时间:2023-05-26  来源:  作者:天泠
楚千尘微微地笑着,没再多说。
她也认同沈氏的话,该怎么样就怎么样吧,王爷心里自有计较。
“娘,”楚千尘把上半身凑了过去,亲昵地贴着沈氏的肩膀,撒娇道,“您最好了!”
她的声音又甜又软,听得沈氏的心几乎要化了。
”乖。“沈氏轻轻地摸着楚千尘的头发,眸中又荡起了慈爱的笑意。
人生没有十全十美,有女如此,她也该知足了。
见母女俩说得差不多了,陈嬷嬷端着一个托盘进了暖阁,托盘上放着两个热气腾腾的白瓷汤盅,阵阵诱人的香味在屋子里弥漫开来。
陈嬷嬷笑道:“二姑奶奶,夫人方才特意命厨房做了你喜欢牛奶茯苓霜,刚出锅的,还热乎着。
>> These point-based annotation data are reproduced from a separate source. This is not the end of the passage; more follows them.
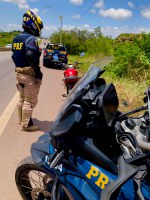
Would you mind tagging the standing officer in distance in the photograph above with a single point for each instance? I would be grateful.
(26, 57)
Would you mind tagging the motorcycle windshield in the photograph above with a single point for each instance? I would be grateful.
(94, 71)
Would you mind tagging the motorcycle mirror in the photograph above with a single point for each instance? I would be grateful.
(148, 96)
(81, 54)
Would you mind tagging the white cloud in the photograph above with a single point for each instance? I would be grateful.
(99, 4)
(22, 4)
(116, 13)
(77, 16)
(131, 5)
(145, 12)
(93, 11)
(106, 30)
(76, 2)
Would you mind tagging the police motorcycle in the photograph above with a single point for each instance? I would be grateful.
(92, 151)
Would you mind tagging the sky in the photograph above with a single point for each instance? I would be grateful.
(113, 16)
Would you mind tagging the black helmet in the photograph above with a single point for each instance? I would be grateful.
(32, 23)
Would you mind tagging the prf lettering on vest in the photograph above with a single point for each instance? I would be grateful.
(102, 179)
(17, 46)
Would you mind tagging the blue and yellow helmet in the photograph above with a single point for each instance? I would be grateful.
(32, 23)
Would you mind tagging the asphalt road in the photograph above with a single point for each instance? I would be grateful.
(14, 143)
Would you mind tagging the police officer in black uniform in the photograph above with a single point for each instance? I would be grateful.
(26, 56)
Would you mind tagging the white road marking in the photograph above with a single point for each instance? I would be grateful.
(4, 118)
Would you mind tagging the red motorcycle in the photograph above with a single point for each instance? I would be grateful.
(71, 76)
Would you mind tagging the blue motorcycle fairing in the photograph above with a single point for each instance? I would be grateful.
(76, 180)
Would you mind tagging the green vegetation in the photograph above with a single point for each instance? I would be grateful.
(7, 37)
(130, 70)
(93, 43)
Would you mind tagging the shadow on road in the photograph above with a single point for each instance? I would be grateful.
(44, 126)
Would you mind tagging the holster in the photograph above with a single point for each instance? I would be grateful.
(25, 70)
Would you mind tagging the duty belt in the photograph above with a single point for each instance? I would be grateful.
(25, 70)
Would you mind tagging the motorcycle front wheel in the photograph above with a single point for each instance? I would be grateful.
(32, 181)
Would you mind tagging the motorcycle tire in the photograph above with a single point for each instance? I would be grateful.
(32, 181)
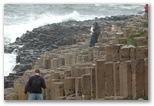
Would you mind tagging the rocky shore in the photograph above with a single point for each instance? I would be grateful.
(116, 68)
(45, 38)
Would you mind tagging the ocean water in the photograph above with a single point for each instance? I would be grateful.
(19, 18)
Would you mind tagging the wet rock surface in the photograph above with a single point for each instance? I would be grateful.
(33, 43)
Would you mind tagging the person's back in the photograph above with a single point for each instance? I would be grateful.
(34, 86)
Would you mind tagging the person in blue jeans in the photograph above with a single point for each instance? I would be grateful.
(34, 86)
(95, 31)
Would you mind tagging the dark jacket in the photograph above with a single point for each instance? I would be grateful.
(28, 86)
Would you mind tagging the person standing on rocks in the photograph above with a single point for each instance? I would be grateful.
(34, 86)
(146, 11)
(95, 31)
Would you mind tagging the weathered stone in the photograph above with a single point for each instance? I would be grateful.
(54, 63)
(86, 84)
(70, 98)
(141, 52)
(146, 77)
(100, 79)
(132, 53)
(112, 53)
(116, 79)
(109, 90)
(90, 54)
(122, 41)
(69, 86)
(12, 96)
(93, 82)
(125, 53)
(58, 90)
(62, 98)
(117, 36)
(53, 88)
(126, 79)
(141, 41)
(140, 83)
(61, 61)
(78, 86)
(77, 71)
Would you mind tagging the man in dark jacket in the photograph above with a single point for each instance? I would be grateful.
(34, 85)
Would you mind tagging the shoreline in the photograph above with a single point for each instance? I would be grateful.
(59, 34)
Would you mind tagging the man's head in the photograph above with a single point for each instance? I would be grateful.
(37, 72)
”
陈嬷嬷把两个汤盅一个送到楚千尘的跟前,一个给沈氏。
牛奶茯苓霜香滑细腻,犹如乳白的羊脂般,奶香浓郁,其上还放了一勺香甜的玫瑰酱和碎杏仁。
楚千尘接过汤盅,舀起一勺牛奶茯苓霜送入口中。
这牛奶茯苓霜煮得恰到好处,香软滑腻,甜味淡淡,吃完后,口齿留香,口唇间萦绕着一股芬芳的回香。
楚千尘吃得津津有味,一勺接着一勺,一下子就吃了半盅。
瞧楚千尘喜欢吃,沈氏也被感染,胃口也开了,一边端起她手边的汤盅,一边道:“茯苓可是好东西,可以养颜美容,最适合女子吃了。”
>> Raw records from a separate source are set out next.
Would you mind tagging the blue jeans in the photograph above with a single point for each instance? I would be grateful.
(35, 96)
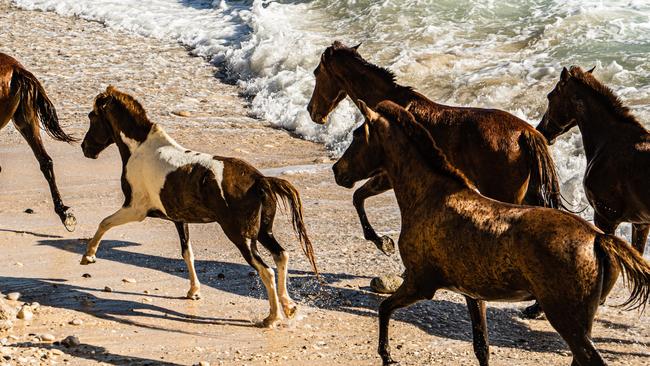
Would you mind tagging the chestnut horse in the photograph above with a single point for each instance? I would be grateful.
(23, 99)
(617, 147)
(454, 238)
(162, 179)
(503, 155)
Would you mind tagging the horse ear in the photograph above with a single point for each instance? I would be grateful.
(565, 75)
(368, 113)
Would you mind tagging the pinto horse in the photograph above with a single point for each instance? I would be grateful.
(23, 99)
(503, 155)
(616, 145)
(162, 179)
(454, 238)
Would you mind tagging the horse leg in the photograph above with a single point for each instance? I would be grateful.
(281, 259)
(639, 236)
(188, 256)
(405, 295)
(29, 129)
(477, 313)
(122, 216)
(374, 186)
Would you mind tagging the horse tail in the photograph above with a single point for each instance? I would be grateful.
(32, 95)
(544, 185)
(274, 187)
(636, 270)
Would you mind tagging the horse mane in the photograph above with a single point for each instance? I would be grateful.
(604, 93)
(128, 103)
(338, 49)
(422, 140)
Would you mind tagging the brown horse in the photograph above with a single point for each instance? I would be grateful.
(454, 238)
(503, 155)
(162, 179)
(23, 99)
(617, 147)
“你要是喜欢,我让厨房把方子写给你,今天走时,也带些茯苓回去吧。”
楚千尘知道沈氏想要对她好,沈氏急切地想要填补她们母女间缺失的十四年,于是,楚千尘笑眯眯地接受了她的好意,凑趣道:“娘对我这么好,待会沐哥儿又要呷醋了。”
“那就让他酸好了。”沈氏用帕子擦了擦嘴角,想着楚云沐,就是忍不住笑,戏谑地说道,“男孩子就该多呷点醋,心胸才能大点。”
楚千尘被沈氏逗得乐不可支。
幸好母亲她还有沐哥儿。
楚千尘如秋水般澄澈的眼眸微微荡了荡,温柔得能滴出水来,笑道:“娘您和三姨母一样,都是嘴硬心软。”
楚千尘顺势把话锋转到了沈菀上:“可有的人就是贪心太过,最近靖郡王府里闹腾得很,娘可听说了?”她意味深长地眨了下眼。
“怎么?”沈氏挑了挑眉,她这段日子拜访过沈菀夫妇的新宅,倒是没去打听靖郡王府的事。
楚千尘有心逗沈氏高兴,神秘兮兮地说道:“听说,四房五房现在都在用嫁妆买炭火了。”
楚千尘也是听礼亲王妃说的这些关于靖郡王府的八卦,过去这半个月,礼亲王妃总会告诉她一些宗室里的事,还唏嘘地说,顾锦和他媳妇是好的,只是顾锦的几个弟弟、弟媳全都不惜福,贪心不足蛇吞象,以后靖郡王府里怕还有的闹腾。
沈氏果然被挑起了兴趣,倒也没不意外,随口道:“你姨母跟我说过,她那个三弟妹就是个铁公鸡。”
对着自己的女儿,沈氏说话一点也不绕弯,直接把沈菀的评价一丝不差地转述了。
沈氏掌管侯府的中馈这么多年,只略略一想,就能想明白这其中的关键,一语中的地挑明了关键:“最近炭火涨价了吧。”
今冬天寒,不仅天冷得早,而且比去冬寒冷多了,因此炭火的价格比去年涨了近一倍。
因为楚千尘的提醒,侯府早就提前备好了足够的炭火,倒是没受太大的影响,但别府的日子就不一定有那么好过了。
“我瞧着年前这几天炭火估计还要涨。”楚千尘随意地抚了下袖子,点点头,“现在靖郡王府里,听说连主子们的银霜炭都快用不起了,顾铭的夫人推说炭火贵,就让各房自己去买炭,四房五房也不舍得花自己的银子,只能用次一等的松木炭。”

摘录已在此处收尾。